May I say, without seeming to be morbid or unpractical, one lesson is that we should cultivate a sense of the transiency of this outward life? One of our old authors says somewhere, that it is wholesome to smell at a piece of turf from a churchyard. I know that much harm has been done by representing Christianity as mainly a scheme which is to secure man a peaceful death, and that many morbid forms of piety have given far too large a place to the contemplation of skulls and cross-bones. But for all that, the remembrance of death present in our lives will often lay a cool hand upon a throbbing brow; and, like a bit of ice used by a skilful physician, will bring down the temperature, and stay the too tumultuous beating of the heart. ‘So teach us to number our days that we may apply our hearts to wisdom.’ It will minister energy, and lead us to say, like our Lord, ‘We must work the works of Him that sent Me while it is day; the night cometh.’

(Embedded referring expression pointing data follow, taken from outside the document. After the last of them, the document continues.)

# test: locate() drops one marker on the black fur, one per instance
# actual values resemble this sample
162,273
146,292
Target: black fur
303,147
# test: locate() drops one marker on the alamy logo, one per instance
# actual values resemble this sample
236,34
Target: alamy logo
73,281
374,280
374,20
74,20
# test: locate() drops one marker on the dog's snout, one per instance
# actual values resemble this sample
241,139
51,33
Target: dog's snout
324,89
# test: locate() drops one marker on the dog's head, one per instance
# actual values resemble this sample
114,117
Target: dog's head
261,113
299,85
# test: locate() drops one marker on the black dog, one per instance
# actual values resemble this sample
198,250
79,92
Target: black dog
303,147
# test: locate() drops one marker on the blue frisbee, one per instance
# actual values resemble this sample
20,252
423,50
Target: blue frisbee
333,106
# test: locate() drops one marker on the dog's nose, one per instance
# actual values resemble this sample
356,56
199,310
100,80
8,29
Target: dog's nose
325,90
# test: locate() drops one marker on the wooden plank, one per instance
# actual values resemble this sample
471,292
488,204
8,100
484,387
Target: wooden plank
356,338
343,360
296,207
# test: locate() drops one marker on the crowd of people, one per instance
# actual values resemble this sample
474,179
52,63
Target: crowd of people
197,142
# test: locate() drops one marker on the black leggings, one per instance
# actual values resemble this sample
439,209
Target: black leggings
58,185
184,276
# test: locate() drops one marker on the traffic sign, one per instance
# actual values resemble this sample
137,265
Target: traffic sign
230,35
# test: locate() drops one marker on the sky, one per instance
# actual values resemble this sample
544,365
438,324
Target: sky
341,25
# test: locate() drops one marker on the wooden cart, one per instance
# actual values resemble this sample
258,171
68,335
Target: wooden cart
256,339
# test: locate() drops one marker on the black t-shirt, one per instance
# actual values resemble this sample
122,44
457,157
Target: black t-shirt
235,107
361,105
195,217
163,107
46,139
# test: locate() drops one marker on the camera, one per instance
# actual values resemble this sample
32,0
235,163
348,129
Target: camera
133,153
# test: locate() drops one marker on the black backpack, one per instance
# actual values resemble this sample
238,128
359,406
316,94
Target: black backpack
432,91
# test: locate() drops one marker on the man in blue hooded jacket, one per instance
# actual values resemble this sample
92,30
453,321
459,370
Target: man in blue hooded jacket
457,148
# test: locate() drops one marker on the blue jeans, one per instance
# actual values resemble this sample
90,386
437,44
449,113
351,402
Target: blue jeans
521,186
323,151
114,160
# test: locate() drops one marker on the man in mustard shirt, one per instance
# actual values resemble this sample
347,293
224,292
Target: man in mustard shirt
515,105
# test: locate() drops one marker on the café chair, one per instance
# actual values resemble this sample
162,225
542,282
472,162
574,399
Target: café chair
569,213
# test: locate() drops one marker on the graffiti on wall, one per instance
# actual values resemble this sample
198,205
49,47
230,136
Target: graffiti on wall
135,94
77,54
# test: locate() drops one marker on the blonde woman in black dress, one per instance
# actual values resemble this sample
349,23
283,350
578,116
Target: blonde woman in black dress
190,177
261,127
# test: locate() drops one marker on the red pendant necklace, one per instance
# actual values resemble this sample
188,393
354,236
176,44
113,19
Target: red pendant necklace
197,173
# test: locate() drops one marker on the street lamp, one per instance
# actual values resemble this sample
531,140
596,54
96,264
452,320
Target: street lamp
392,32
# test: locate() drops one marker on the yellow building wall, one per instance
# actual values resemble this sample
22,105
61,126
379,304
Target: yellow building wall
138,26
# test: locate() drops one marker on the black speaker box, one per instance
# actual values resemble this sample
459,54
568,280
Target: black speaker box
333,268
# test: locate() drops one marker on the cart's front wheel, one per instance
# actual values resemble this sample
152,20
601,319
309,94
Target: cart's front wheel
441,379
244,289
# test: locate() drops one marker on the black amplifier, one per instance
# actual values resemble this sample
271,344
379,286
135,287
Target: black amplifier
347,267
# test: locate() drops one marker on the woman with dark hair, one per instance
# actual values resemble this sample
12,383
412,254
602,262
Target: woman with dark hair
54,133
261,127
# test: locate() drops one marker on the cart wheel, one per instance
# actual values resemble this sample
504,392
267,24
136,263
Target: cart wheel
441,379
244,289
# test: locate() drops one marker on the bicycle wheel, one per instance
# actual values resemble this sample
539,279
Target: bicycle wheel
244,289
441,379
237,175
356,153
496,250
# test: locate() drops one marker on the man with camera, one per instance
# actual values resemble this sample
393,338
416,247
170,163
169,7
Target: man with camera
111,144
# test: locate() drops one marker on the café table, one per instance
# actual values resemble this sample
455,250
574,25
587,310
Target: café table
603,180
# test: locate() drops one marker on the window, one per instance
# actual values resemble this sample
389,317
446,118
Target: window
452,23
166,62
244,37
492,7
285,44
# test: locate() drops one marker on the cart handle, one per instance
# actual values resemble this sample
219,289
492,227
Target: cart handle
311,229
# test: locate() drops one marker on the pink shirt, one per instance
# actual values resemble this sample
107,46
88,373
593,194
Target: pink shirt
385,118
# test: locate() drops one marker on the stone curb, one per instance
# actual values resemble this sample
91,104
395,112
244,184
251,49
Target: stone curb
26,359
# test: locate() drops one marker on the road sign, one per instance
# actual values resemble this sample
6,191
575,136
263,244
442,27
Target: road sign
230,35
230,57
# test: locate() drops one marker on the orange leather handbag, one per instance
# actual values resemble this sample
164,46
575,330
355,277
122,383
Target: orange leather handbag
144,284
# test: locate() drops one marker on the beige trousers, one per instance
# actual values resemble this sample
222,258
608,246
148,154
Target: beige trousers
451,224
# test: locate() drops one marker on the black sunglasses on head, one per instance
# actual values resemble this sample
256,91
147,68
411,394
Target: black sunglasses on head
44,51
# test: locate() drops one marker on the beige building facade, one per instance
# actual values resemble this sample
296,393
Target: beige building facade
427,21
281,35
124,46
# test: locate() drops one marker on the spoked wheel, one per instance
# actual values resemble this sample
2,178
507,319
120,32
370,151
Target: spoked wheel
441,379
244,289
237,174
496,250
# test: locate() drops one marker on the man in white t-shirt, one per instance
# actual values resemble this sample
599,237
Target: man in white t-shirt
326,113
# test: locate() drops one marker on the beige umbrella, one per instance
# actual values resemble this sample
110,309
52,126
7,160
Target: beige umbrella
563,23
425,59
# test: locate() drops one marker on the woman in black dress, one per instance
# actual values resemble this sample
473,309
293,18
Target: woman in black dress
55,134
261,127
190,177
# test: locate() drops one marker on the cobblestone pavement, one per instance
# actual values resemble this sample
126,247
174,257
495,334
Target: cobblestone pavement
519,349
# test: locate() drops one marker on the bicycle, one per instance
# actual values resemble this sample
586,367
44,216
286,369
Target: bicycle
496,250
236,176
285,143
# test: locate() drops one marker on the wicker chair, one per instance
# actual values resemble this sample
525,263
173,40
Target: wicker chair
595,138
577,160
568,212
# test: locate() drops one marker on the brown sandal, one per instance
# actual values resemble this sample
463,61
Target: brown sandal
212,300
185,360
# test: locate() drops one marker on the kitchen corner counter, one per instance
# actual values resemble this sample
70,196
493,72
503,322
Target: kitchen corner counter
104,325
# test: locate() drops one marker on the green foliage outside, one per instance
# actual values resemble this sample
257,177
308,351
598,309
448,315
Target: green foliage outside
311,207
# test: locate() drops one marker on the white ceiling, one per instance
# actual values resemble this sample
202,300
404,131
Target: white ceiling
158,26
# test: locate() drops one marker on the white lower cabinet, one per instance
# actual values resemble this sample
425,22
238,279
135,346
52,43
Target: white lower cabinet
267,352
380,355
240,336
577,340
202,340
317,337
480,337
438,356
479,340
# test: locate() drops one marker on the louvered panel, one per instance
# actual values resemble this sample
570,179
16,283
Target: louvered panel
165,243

Let me say again—a very plain, practical lesson is to dig deep down for our foundations below the rubbish that has accumulated. If a man wishes to build a house in Rome or in Jerusalem he has to go fifty or sixty feet down, through potsherds and broken tiles and triturated marbles, and the dust of ancient palaces and temples. We have to drive a shaft clear down through all the superficial strata, and to lay the first stones on the Rock of Ages. Do not build on that which quivers and shakes beneath you. Do not try to make your life’s path across the weeds, or as they call it in Egypt, the ‘sudd,’ that floats on the surface of the Nile, compacted for many a mile, and yet only a film on the surface of the river, to be swept away some day. Build on God.
And the last lesson is, let us see to it that our wills are in harmony with His, and the work of our hands His work. We can do that will in all the secularities of our daily life. The difference between the work that shrivels up and disappears and the work that abides is not so much in its external character, or in the materials on which it is expended, as in the motive from which it comes. So that, if I might so say, if two women are sitting at the same millstone face to face, and turning round the same handle, one of them for one half the circumference, and the other for the other, and grinding out the same corn, the one’s work may be ‘gold, silver, precious stones,’ which shall abide the trying fire; and the other’s may be ‘wood, hay, stubble,’ which shall be burnt up. ‘He that doeth the will of God abideth for ever.’
So let us set ourselves, dear friends! to our several tasks for this coming year. Never mind about the century, it will take care of itself. Do your little work in your little corner, and be sure of this, that amidst changes you will stand unchanged, amidst tumults you may stand calm, in death you will be entering on a fuller life, and that what to others is the end will be to you the beginning. ‘If any man’s work abide, he shall receive a reward,’ and he himself shall abide with the abiding God.
The bitter cynic said half the truth when he said, ‘One generation goeth, and another cometh; but the earth abides.’ The mystic Apostle saw the truth steadily, and saw it whole when he said, ‘Lo! the world passeth away, and the lust thereof; but he that doeth the will of God abideth for ever.’